Summary: A sermon on the rocky love story of Hosea and Gomer (Modern day setting of the story provided by Allan R. Gunther in the book, Believers Church Bible Commentary: Hosea, Amos, pgs. 83-84)


Read Hosea 1. (Hosea 3 is read earlier in service by a teenager)

As I read and studied this passage of Scripture, I felt like it needed to be put in a modern day setting so that we can relate to these characters. From the text, too many questions, too many things left out, and too much OT history and symbolism.

Don’t want to deal with most of that that so first lets hear this from a modern day perspective: Tami grew up in an urban middle class family. Her memories of early childhood were filled with sadness and tears. Her mother and alcoholic father fought long and often. As the oldest child, Tami came to feel that she was somehow the cause of the bickering and the anger which exploded into yelling, cursing, name calling, pushing, and the occasional beating. When her father came home drunk on his weekend binges, she cringed with fear, wanting to protect her mother and knowing at the same time that she would become the object of his anger as well.

Most such weekends, her father would find a time alone with Tami, since her mother worked weekends. “You can make up for being bad- and for your mother,” he would say as he did unspeakable things to her.

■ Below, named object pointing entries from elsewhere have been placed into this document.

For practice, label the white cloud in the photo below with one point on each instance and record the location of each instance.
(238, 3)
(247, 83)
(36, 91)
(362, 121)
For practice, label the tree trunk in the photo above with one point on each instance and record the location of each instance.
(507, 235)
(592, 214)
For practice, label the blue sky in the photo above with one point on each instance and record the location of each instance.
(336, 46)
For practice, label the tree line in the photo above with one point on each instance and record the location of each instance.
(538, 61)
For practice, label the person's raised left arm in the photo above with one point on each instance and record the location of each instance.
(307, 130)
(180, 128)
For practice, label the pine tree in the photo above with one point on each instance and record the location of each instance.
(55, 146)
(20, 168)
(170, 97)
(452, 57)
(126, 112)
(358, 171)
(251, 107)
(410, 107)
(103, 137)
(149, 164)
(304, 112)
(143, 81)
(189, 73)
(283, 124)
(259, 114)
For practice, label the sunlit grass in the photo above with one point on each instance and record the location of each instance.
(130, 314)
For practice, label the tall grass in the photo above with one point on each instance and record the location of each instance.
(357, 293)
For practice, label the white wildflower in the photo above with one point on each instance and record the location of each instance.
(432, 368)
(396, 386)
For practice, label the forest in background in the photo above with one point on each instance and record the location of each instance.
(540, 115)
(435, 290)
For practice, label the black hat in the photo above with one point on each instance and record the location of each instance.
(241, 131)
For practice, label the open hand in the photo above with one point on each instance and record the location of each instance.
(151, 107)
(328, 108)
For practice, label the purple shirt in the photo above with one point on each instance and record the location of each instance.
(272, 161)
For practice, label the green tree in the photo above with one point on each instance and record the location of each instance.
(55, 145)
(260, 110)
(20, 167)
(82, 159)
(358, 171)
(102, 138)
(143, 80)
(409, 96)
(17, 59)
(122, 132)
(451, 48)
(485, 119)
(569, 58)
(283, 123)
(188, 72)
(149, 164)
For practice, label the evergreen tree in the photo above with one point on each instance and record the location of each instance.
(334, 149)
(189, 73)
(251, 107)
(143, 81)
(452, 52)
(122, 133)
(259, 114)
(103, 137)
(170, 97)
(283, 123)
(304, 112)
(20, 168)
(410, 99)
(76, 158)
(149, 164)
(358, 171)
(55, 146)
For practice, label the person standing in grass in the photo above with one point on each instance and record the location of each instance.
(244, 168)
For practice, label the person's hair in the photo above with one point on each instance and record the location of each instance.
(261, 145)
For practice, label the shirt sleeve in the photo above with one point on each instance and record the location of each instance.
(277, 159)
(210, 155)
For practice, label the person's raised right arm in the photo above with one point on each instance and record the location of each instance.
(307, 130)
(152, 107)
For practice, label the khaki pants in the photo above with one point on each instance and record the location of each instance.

After he was satisfied, he would often say, “If you tell your mother, you’ll break up our family. She won’t understand.”

Tami’s mother found out about the secret when Tami was twelve. She sued for divorce and obtained custody of the children. Her mother assured her, “What your father did to you was terribly wrong.” Yet Tami could not rid herself of the feeling that she was responsible for the divorce and the hardships that followed.

They moved into an apartment in another part of the city. That meant changing schools and making new friends. Tami was desperate for friendship and affection and felt lonely. She thought, “I don’t know anyone here. Nobody loves me. I’m not worth anything.” She found it harder to concentrate on schoolwork. Her grades dropped.

Tami began hanging around with a group of fringe students. They accepted her. When her dates began asking for favors after an evening out, she complied, hoping to find the acceptance she was looking for. But instead of feeling loved, she felt used. They just reminded her of her father. “Men are all the same!” she thought.

Except for Steve. He was a good student and helped her with her homework, saving her from public embarrassment. Through him, Tami got to know another group of students- clean living, drug free, many of them members of a Christian group. Tami struggled with loyalty to her friends, who seemed to represent two different worlds. In her junior year, Tami became a Christian. It was difficult to leave her partying friends, but she was committed to a new way.

After high school, Steve and Tami attended the same Christian college and were married soon after graduation. They had received counseling which addressed Tami’s dysfunctional family relationships and her personal abuse by her father and many dates. Steve and Tami were determined to have a Christian marriage and family. They identified with a local church, nurtured their spiritual life together, and were blessed by the arrival of a son.

Tami, however, developed a severe case of postpartum depression. She was again overcome by feelings of worthlessness. She refused the help offered by friends and counselors. Steve and Tami agreed not to have any more children until she recovered emotionally. One night Steve and Tami got carried away physically and they conceived another child. They talked about what they were going to do. They were against abortion so that was ruled out. When the daughter was born, Steve found it hard not to think of her as an “Accident.” He thought it was funny that they had only been together once in several months and a baby came from that.

After the daughter, Tami’s depression deepened, and she began a pattern of unfaithfulness. Steve was as understanding as he knew how to be, but he could no longer get through to Tami. Their third child, a son, was not fathered by Steve. As much as Steve tried to rid himself of the thought, the more persistent it became: “This child is not mine!”

Tami, distraught, left Steve and children. She moved in with an old high school friend for a while, prompting Steve to file for divorce and the custody of children. Both were granted.

Years went by. Steve remained single; Tami remarried, divorced, and then lived with another man- an abuser- until she developed hepatitis. Steve heard that Tami had been admitted to the local hospital and went to visit her. The illness seemed to have had a powerful impact on Tami, restoring her to her Christian commitments. The medical and hospital bills mounted, and she felt that there was no way she could ever pay them. But when Steve came to visit, he paid her bill in full. He offered to cover her counseling costs if she would return to a Christian counselor who had helped them before. It was years before she was ready to accept a new offer of marriage from Steve, a marriage they did not consummate until she was able to reach down to the roots of her alienation and depression.